One of the classes of data considered in order to support equivalence of a generic to a reference listed drug is the comparison of amino-acid chain distributions. Sequences of amino-acids with certain molar ratio characteristics are used to explore novel comparison approaches, for these distributions. Different similarity measures, such as Tanimoto distances can produce a similarity matrix comparing the sequences. These measures will be compared based on their performance. Furthermore, we should search for important characteristics (features) that produce a meaningful separation of the sequences into clusters. This can be accomplished using weighted sampling, K-means and self-organizing maps (SOM). Additionally, clustering can be explored through building probability profiles for sequences of fixed lengths. In all these cases, a population of thousands of peptide chains from a single simulation resulted in hundreds of thousands of residue sequences. Data cleaning/ organizing and pattern identification through these sequences of equal length, is computationally intensive and is carried using string detection functions such as ‘str_detect’ from the R-package ‘stringr’.
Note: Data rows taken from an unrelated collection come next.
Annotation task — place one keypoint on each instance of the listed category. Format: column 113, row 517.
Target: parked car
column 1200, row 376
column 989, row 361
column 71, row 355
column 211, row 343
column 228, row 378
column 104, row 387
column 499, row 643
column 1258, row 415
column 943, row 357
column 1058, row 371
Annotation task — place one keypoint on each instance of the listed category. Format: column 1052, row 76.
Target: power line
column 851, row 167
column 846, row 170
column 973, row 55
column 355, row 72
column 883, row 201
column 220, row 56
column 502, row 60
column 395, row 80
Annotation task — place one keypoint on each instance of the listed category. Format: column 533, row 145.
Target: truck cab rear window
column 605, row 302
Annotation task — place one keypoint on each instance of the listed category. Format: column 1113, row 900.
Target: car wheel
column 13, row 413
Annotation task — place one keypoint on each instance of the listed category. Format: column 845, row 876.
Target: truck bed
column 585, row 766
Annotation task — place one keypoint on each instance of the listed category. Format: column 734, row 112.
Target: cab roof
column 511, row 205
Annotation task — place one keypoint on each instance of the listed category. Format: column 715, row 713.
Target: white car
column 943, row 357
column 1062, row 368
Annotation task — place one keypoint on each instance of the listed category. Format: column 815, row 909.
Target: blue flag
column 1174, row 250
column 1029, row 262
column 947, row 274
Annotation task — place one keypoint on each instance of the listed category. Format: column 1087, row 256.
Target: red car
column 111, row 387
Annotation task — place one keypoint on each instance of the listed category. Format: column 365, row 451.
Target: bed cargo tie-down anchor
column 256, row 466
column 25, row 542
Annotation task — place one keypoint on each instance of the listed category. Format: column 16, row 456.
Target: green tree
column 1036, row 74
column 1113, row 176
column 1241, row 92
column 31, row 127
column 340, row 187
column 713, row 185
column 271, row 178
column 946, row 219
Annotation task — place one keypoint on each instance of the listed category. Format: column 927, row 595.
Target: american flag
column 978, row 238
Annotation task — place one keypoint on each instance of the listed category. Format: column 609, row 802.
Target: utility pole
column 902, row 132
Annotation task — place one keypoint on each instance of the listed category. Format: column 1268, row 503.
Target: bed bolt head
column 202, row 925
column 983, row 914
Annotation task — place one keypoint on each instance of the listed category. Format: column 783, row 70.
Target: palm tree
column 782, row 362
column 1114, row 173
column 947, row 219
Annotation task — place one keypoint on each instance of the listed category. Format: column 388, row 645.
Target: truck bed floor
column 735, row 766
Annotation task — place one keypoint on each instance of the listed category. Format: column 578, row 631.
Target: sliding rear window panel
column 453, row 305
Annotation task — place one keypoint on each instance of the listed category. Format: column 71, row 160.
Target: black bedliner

When the circumstances necessitate cleavage of the amino-acid sequences at a certain residue, it is important to develop efficient coding, in order to investigate the properties of the distributions of the cleaved sequences and their molecular weights. The cleavage and sequencing of such immense size - data sets, is efficiently handled by the ‘rstring’ and ‘Biostrings’ R-packages and storage container functions such as ‘AAStringSet’. This group of functions also facilitates the task of building empirical probability distributions of all unique amino acid sequences of a specified length.
The performance of different metrics will be assessed and all approaches will be discussed in the context of using similarity of the amino-acid sequences, in order to demonstrate bioequivalence between a complex-molecule drug and its generic version. Furthermore, the issue of seeking computationally efficient pathways for dealing with such data sets will be addressed.